А вот как описывает обстановку тех лет Л. Чуковская (дочь К. И. Чуковского) в своем дневнике, опубликованном в 1989 году:
«Застенок, поглотивший материально целые кварталы города, а духовно – наши помыслы во сне и наяву, застенок, выкрикивавший собственную ремесленно сработанную ложь с каждой газетной полосы, из каждого радиорупора, требовал от нас в то же время, чтобы мы не поминали имени его всуе даже в четырех стенах, один на один (речь идет о Сталине – В. Н.). Мы были ослушниками, мы постоянно его поминали, смутно подозревая при этом, что и тогда, когда мы одни, – мы не одни, что кто-то не спускает с нас глаз или, точнее, ушей. Окруженный немотою, застенок желал оставаться и всевластным и несуществующим зараз; он не хотел допустить, чтобы чье бы то ни было слово вызывало его из всемогущего небытия; он был рядом, рукой подать, а в то же время его как бы и не было; в очередях женщины стояли молча или, шепчась, употребляли лишь неопределенные формы речи: “пришли”, “взяли”…»

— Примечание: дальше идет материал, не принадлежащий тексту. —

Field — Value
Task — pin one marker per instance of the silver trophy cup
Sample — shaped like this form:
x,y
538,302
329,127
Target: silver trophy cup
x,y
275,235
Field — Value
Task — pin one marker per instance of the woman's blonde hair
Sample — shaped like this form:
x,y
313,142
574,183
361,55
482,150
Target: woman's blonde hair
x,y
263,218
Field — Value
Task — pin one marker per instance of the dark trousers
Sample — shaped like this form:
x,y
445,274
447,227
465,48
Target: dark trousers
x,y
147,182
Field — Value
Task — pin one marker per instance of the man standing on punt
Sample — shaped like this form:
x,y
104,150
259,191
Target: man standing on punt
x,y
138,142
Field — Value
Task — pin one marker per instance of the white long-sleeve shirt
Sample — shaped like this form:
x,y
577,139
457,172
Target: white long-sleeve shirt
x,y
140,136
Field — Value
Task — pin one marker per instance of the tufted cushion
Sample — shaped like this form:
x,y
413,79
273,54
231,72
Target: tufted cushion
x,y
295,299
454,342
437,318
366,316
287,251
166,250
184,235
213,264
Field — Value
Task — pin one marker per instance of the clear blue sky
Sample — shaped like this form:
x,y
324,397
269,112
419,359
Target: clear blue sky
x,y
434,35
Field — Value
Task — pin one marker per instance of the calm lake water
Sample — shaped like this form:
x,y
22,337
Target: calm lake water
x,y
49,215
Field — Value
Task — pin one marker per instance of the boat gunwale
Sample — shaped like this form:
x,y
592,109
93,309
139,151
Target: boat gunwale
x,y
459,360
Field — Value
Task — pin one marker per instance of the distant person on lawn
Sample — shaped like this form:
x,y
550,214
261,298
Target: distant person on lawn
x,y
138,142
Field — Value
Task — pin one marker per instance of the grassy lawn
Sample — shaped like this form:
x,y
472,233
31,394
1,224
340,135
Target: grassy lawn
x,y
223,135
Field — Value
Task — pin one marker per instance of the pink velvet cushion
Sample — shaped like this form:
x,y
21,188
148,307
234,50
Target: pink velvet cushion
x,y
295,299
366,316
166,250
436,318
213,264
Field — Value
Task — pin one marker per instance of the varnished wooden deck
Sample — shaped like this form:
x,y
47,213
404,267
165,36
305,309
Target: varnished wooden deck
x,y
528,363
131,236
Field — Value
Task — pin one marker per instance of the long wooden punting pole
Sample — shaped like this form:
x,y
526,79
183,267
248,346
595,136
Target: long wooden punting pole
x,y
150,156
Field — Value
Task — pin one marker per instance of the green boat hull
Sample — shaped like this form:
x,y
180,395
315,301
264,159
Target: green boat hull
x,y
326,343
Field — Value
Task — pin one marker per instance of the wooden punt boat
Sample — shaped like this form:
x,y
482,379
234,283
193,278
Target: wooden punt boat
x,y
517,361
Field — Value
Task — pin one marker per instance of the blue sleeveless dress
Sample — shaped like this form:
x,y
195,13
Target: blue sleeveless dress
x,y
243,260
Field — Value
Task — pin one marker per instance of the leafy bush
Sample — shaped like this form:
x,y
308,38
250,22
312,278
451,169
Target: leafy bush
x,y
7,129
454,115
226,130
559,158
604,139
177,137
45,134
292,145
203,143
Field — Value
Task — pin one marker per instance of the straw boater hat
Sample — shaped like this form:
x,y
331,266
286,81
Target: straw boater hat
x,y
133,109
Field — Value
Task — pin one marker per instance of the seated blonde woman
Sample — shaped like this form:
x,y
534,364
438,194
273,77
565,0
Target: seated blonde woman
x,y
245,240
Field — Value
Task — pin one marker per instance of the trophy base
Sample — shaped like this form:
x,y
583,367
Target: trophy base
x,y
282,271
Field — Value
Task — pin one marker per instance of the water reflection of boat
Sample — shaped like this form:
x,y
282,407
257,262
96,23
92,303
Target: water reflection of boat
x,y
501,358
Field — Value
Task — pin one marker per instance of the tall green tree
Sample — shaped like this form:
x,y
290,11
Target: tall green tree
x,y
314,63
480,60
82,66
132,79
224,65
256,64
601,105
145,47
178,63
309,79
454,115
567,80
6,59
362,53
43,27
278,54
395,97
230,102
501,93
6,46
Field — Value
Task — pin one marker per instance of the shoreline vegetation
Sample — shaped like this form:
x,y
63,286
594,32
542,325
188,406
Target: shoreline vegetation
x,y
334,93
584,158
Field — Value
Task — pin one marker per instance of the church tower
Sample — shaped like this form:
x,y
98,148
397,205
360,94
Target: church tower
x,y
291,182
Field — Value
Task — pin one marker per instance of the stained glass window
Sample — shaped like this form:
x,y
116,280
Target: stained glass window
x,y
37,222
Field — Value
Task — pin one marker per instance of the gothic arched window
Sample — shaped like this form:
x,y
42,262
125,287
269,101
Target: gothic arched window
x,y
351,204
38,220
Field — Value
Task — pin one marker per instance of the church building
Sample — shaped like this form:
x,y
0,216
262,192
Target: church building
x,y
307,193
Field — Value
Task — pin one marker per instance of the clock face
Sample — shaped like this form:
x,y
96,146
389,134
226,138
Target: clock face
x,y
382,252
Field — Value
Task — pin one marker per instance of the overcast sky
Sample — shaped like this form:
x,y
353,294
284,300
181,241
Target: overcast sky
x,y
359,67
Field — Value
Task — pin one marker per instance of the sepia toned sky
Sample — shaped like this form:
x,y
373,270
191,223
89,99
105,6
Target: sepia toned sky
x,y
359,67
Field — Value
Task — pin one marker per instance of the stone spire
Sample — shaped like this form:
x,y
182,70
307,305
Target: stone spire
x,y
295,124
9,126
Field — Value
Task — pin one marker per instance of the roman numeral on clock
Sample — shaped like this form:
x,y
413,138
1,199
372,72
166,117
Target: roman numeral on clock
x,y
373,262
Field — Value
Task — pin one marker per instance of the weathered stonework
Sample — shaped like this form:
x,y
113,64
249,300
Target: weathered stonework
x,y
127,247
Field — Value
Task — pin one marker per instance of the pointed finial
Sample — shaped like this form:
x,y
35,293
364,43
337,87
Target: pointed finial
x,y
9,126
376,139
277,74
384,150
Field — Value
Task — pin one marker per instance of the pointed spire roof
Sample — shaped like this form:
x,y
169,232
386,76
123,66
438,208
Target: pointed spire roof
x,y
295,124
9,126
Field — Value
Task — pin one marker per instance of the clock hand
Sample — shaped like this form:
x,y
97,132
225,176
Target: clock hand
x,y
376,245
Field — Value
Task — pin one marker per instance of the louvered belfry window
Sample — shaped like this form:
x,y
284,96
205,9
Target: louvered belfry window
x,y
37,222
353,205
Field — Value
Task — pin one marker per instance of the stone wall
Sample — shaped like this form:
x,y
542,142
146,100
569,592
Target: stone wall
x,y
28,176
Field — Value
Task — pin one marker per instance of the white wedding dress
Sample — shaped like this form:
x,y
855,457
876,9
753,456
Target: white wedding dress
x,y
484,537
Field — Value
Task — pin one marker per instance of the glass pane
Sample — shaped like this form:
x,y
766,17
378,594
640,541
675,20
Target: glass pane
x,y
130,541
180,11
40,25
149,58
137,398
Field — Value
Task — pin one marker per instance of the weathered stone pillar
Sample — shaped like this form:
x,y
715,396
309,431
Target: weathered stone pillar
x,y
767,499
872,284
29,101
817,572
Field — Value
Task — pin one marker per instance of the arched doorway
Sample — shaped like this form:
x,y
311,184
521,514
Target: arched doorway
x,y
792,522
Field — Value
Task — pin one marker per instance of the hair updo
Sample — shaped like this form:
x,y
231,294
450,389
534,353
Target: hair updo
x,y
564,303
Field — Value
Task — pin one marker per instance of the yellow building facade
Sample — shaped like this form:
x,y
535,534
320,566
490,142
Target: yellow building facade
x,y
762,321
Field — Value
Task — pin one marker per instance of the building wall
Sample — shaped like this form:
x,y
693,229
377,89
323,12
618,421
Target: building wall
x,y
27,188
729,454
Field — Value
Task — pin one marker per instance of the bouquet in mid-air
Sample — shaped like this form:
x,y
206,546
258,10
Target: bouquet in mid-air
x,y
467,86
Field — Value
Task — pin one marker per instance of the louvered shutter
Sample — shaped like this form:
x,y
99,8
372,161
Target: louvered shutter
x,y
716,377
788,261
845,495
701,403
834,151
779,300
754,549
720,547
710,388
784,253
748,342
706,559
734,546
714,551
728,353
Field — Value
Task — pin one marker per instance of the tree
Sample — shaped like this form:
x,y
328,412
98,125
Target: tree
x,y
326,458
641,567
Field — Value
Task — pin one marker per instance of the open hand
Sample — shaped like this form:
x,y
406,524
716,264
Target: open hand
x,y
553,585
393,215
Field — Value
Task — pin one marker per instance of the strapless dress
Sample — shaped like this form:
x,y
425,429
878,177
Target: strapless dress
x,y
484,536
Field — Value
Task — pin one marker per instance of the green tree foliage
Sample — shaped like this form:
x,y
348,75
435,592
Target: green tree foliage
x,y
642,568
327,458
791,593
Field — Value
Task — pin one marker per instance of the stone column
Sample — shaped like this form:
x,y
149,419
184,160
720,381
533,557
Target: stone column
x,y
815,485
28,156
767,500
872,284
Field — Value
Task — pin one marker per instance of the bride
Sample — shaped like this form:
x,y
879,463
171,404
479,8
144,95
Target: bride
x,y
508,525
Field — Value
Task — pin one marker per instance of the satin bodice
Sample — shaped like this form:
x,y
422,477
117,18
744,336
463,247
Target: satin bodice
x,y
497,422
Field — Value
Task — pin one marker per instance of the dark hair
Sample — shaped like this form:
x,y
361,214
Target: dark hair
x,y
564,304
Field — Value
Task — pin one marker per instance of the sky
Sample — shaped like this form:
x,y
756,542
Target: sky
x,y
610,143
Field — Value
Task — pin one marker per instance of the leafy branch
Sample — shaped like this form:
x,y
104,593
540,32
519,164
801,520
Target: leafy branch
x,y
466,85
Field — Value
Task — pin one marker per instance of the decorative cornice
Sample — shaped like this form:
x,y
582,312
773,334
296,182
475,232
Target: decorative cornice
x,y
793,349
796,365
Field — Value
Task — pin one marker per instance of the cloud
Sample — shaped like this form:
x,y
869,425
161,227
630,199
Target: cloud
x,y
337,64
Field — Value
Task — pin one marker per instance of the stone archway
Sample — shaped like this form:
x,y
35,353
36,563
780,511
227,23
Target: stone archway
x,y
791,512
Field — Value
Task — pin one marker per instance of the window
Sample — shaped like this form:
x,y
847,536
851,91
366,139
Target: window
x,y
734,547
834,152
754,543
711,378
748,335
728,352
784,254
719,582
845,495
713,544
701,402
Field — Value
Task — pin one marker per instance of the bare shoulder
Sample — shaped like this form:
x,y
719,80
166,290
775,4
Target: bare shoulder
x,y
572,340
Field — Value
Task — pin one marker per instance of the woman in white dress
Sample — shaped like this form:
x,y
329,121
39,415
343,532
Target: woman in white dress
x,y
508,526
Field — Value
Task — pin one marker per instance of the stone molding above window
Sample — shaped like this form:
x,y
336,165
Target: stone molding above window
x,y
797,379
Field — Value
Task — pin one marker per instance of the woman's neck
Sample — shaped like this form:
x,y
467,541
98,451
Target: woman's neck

И еще одно свидетельство. Оно принадлежит писателю Вячеславу Кондратьеву, всегда предельно искреннему в жизни и своем творчестве:
«С самого своего детства – и дома и в школе и где-нибудь в гостях у знакомых родителей – я слышал разговоры о том, что кого-то и тогда-то за что-то взяли… Вначале “брало” ГПУ, потом НКВД, но и то и другое было связано со страшным словом “Лубянка”, ставшим нарицательным. Эти разговоры стали естественным фоном вcей моей жизни – с детских лет и до… совсем недавних (написано в 1989 году – В. Н.)… Мне думается, пора начать серьезный разговор о тех, у кого на совести миллионы жертв. Если малограмотные и нравственно дремучие чекисты первых лет революции и Гражданской войны, быть может, не ведали, что творили, свято веруя в классовую необходимость жестокости, то следующая генерация этого органа – ОГПУ – имела других людей, уже ясно понимавших, что творят беззакония, фальсифицируя первые процессы двадцатых годов: Шахтинское дело, дела Промпартии и Крестьянской трудовой партии».
Летом 1932 года Б. Пастернак был на Урале и увидел там эшелоны так называемых раскулаченных крестьян. Он вспоминал: «То, что я там увидел, нельзя выразить никакими словами. Это было такое нечеловеческое, невообразимое горе, такое страшное бедствие, что оно становилось уже как бы абстрактным, не укладывалось в границы сознания. Я заболел. Целый год не мог спать». Именно там, под Свердловском, как свидетельствовал сам Пастернак, он написал много кусков будущего «Доктора Живаго». Написал не о сталинском терроре против крестьян, просто увиденное заставило его вплотную приступить к роману, который затем получил всемирную известность.
К концу прошлого века приобрел у нас широчайшую популярность безвременно ушедший из жизни писатель Венедикт Ерофеев, автор книги «Москва–Петушки». Он всегда чурался политики, но был близок к жизни народа и называл советский строй «самой высшей и самой массовой формой рабства».
«Гренада моя…»
Точно так же, как Ленин и Троцкий, бешено стремился к мировому большевистскому господству и Сталин, оказавшийся в этом смысле их самым верным учеником и продолжателем. Принимая эту эстафету от Ленина, он в 1924 году провозгласил: «Победа пролетарской революции в капиталистических странах является кровным интересом трудящихся СССР». В сталинском «Кратком курсе истории Коммунистической партии» (аналог гитлеровской «Моей борьбы») этот тезис разъясняется весьма популярно, он трактуется «как установка партии, как закон партии, обязательный для всех членов партии».
Кроме этой главной заботы, были у Сталина и другие. На первый взгляд, о них здесь не следовало бы упоминать, но все дело в том, что в дальнейших наших рассуждениях именно эти заботы приведут нас снова к основной теме – мировой коммунистической агрессии, исходящей от Советского Союза.